Bahrain plans grading system for pearls

The purpose of the classification system is to standardise the grading of pearls

  
Workers sort artificially cultivated freshwater pearls at a pearl production factory in Zhuji, Zhejiang province in this April 23, 2008 file photo. Image for illustrative purposes.

Workers sort artificially cultivated freshwater pearls at a pearl production factory in Zhuji, Zhejiang province in this April 23, 2008 file photo. Image for illustrative purposes.

REUTERS/Aly Song/Files

Bahrain - A new classification system for pearls, similar to the grading system for diamonds, is being developed in Bahrain.

Pearl experts from around the world gathered in Bahrain yesterday for a first-of-its-kind Pearl Symposium, which aims to shed light on Bahrain’s pioneering position, regionally and globally, in the pearl trade.

The two-day event is being organised by the Bahrain Institute for Pearls and Gemstones (Danat) at the Shaikh Ebrahim Centre for Culture and Research in Muharraq.

Global

Danat chief executive Noora Jamsheer highlighted the importance of creating a system for pearls such as the 4Cs used for diamonds representing the four main components of its beauty and structure – cut, colour, clarity and carat.

“The purpose of the classification system is to standardise the grading of pearls so that it’s not subjective from one lab to the other, so that everybody is talking the same language about pearls,” she told the GDN on the sidelines.

“This will be an important stepping stone towards taking pearls to an international level, when you have standardisation that’s when people are able to associate value to a particular element of a pearl.

“Bahrain is definitely a major contributor to the natural pearl market, however, what is happening now is that in the pearl value chain Danat is servicing the divers, the Bahraini market and the regional market as well as the manufacturing market.

“We hope – with the standardisation, the symposium and the CIBJO Congress next week – to start raising awareness about Danat and Bahrain among consumers directly.

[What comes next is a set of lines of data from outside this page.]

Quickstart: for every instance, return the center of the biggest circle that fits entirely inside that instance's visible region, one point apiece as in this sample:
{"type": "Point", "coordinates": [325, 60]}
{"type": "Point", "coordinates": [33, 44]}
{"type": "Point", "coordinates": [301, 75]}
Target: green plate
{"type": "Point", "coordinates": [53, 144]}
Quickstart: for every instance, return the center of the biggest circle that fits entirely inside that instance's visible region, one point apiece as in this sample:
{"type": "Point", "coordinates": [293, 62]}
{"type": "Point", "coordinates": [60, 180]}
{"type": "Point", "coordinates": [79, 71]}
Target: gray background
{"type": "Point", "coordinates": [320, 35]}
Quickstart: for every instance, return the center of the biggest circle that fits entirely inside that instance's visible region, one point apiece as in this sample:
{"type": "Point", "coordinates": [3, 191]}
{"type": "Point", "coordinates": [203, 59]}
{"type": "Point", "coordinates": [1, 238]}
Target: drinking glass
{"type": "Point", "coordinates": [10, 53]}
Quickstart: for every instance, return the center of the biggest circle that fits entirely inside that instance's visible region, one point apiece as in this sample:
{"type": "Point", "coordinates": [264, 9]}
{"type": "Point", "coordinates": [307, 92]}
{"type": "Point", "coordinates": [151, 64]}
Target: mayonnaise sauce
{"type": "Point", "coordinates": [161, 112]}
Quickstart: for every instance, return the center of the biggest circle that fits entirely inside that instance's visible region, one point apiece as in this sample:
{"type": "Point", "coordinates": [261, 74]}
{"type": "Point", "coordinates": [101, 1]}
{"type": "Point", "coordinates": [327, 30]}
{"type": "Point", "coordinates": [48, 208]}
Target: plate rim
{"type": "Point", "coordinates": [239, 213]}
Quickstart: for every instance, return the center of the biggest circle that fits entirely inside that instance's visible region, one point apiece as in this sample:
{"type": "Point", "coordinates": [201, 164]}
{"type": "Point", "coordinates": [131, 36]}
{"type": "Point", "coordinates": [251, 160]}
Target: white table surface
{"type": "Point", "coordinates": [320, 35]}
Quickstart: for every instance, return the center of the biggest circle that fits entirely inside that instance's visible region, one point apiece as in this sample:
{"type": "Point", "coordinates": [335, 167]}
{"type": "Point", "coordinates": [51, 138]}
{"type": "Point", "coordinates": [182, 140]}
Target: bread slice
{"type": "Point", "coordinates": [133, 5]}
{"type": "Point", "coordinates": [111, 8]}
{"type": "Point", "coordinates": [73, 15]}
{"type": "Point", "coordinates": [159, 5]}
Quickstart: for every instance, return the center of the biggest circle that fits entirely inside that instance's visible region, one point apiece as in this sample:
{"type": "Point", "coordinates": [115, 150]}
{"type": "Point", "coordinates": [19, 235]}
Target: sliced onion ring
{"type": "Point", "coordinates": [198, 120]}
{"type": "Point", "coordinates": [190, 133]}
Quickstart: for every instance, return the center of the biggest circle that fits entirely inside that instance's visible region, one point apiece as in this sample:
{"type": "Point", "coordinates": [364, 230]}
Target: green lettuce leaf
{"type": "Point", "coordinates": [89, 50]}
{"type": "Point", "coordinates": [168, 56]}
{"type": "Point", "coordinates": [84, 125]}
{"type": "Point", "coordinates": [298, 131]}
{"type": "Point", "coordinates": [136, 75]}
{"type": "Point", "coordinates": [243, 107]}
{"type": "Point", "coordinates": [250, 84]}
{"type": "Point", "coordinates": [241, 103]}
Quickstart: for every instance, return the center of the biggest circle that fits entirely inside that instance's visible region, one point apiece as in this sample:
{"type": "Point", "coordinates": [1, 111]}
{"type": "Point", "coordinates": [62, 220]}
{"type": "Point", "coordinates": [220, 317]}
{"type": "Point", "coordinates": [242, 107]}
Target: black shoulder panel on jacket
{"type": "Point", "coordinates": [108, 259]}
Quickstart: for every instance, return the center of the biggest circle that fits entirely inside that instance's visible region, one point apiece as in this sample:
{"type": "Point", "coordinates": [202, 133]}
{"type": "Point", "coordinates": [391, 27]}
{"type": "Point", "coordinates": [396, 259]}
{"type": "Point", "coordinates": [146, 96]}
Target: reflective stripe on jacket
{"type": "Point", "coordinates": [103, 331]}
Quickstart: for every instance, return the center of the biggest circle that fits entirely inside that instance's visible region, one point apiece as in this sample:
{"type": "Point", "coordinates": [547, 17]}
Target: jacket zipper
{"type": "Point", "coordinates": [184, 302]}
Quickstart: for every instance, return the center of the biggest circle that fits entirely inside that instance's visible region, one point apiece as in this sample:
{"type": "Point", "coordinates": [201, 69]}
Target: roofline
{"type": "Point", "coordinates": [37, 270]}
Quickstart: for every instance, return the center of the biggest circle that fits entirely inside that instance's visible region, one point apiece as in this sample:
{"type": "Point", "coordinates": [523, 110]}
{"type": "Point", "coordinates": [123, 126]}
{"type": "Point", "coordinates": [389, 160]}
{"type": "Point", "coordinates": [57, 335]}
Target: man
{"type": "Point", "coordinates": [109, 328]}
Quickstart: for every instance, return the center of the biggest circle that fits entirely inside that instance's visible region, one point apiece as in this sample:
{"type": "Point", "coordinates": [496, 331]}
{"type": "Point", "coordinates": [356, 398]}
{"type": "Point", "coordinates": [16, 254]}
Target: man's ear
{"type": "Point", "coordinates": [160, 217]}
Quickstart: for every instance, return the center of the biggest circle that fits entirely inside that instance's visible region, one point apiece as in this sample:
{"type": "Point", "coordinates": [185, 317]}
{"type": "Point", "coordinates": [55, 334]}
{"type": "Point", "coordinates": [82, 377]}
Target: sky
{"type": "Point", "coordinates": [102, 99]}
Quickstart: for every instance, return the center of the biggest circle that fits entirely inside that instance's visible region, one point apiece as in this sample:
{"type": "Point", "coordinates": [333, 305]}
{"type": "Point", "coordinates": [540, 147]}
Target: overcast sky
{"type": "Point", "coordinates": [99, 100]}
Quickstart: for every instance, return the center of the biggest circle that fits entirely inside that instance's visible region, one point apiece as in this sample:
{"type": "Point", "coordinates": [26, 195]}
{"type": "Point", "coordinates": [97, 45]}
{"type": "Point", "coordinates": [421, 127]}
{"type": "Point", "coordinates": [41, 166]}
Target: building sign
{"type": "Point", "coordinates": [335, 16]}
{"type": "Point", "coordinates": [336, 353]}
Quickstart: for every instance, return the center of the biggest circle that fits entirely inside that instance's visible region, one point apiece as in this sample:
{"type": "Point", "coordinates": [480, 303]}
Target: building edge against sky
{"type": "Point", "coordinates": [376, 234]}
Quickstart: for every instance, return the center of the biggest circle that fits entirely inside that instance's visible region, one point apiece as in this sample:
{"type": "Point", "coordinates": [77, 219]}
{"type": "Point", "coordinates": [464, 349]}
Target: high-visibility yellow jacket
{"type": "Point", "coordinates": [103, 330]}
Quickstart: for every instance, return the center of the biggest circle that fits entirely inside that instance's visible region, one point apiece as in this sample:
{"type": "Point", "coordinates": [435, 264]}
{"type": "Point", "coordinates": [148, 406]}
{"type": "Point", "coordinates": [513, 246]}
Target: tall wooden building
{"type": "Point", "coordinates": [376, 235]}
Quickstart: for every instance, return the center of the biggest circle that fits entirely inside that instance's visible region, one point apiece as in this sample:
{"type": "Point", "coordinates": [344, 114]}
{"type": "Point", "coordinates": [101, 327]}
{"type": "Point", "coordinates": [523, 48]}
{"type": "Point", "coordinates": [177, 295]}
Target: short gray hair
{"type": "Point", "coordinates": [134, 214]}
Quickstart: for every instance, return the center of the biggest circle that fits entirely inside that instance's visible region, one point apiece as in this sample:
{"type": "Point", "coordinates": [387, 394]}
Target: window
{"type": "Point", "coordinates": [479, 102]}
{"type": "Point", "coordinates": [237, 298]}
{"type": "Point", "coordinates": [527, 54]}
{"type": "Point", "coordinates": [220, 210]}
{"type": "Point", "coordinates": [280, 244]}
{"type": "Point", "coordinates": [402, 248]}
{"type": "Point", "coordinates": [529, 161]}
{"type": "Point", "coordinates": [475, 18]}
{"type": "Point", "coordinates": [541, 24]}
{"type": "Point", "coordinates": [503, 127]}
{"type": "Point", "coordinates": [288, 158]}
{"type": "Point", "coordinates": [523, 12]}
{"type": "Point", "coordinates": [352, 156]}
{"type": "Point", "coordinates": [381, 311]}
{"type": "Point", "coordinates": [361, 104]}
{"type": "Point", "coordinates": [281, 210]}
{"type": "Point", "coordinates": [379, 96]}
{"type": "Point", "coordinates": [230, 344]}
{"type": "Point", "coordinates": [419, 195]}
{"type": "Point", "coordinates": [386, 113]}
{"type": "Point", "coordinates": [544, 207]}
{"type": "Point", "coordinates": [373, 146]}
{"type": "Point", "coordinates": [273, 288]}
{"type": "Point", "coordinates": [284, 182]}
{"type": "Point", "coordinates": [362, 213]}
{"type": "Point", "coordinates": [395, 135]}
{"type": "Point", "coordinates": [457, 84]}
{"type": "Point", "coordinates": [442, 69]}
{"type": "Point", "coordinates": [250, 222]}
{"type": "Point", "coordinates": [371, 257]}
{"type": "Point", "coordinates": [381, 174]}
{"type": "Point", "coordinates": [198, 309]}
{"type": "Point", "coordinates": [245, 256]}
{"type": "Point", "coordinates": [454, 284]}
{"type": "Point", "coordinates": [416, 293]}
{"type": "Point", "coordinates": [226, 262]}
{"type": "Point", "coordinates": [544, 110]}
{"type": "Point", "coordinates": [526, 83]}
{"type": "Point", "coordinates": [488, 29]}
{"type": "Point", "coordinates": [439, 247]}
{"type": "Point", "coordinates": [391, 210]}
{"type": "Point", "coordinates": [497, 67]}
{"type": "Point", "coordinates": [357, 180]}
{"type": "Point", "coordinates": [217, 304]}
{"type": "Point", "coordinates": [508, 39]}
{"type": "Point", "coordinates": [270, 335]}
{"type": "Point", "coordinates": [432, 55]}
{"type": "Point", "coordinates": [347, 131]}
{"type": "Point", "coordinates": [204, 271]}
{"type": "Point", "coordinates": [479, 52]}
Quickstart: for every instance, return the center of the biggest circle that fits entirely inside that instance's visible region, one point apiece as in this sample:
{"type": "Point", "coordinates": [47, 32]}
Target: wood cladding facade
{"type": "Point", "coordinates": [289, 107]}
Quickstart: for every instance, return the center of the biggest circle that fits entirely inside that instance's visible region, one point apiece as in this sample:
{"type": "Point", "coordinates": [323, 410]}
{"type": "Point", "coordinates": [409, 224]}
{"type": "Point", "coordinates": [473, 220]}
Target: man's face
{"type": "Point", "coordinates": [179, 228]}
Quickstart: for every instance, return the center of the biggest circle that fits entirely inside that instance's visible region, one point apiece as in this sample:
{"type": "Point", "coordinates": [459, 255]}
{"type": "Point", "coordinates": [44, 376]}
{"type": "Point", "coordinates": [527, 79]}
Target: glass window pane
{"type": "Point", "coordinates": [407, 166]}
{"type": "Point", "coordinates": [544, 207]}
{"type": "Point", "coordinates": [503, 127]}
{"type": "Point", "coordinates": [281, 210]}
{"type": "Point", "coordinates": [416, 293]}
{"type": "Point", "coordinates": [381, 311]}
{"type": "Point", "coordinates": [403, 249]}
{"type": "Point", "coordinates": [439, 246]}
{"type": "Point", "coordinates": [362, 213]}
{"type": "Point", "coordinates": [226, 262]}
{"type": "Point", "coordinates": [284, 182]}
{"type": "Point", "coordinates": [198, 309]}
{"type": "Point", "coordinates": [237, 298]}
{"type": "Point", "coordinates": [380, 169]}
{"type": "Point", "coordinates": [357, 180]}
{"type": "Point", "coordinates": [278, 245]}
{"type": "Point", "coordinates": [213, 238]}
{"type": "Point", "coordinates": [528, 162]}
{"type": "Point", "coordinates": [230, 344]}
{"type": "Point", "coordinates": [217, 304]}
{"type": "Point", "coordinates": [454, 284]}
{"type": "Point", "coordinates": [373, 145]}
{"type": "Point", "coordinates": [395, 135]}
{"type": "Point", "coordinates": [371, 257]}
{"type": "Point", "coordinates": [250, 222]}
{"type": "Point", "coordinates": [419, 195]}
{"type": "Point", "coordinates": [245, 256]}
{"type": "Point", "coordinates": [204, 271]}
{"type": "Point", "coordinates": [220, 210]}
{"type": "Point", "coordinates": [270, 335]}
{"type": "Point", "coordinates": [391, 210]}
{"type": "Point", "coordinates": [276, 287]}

“It’s when the end consumer establishes a value for Danat that’s when Danat will really be global.”

She also praised corrective efforts currently underway within the global jewellery industry to combat the rise of lab-grown diamonds, which she hopes will have a positive effect on the natural pearl market by creating a conversation about cultured pearls among consumers.

“This is the first and it won’t be the last symposium and its purpose is to create a footprint for Bahrain on the international market,” she added.

“This is the only pearl specific symposium that is happening in the world and all the experts in the pearl industry are sharing their latest findings related to pearls.”

Supreme Council for Environment chief executive Dr Mohammed Bin Daina also said the symposium played a key part in highlighting Danat’s integral role in local and international market.

“Danat is not just a company that has a lab under the umbrella of Mumtalakat but it serves locals, foreigners and a whole industry,” he said.

“How can we revive the whole industry if we don’t have a testing arm to the quality of goods we have?”

Meanwhile, World Jewellery Confederation (CIBJO) president Dr Gaetano Cavalieri, who was also present at the opening, said the symposium will aid in further promoting Bahrain and its natural pearls across the globe.

Bahrain is hosting CIBJO’s annual meeting from Monday until Wednesday, where some of the world’s leading experts in gemstones and jewellery will gather.

Vision

“It is a fact all over the world that Bahrain is one of the very limited areas, if not a unique area, in which natural pearls may be found in a wonderful environment,” Dr Cavalieri told the GDN.

“This is obviously due to the vision of the government in having protected the environment that is an example to the rest of the world.”

The symposium will continue today with panel discussions and presentations by laboratory and industry experts from eight different countries.

Next week’s three-day conference will include sessions of CIBJO’s various committees, which will debate amendments to its Blue Books – the federation’s definitive directories of international industry standards for diamonds, coloured stones, pearls, gem labs and precious metals.

Members of the international jewellery confederation, which consists of national trade organisations, will come together at the Four Seasons Hotel, Bahrain Bay.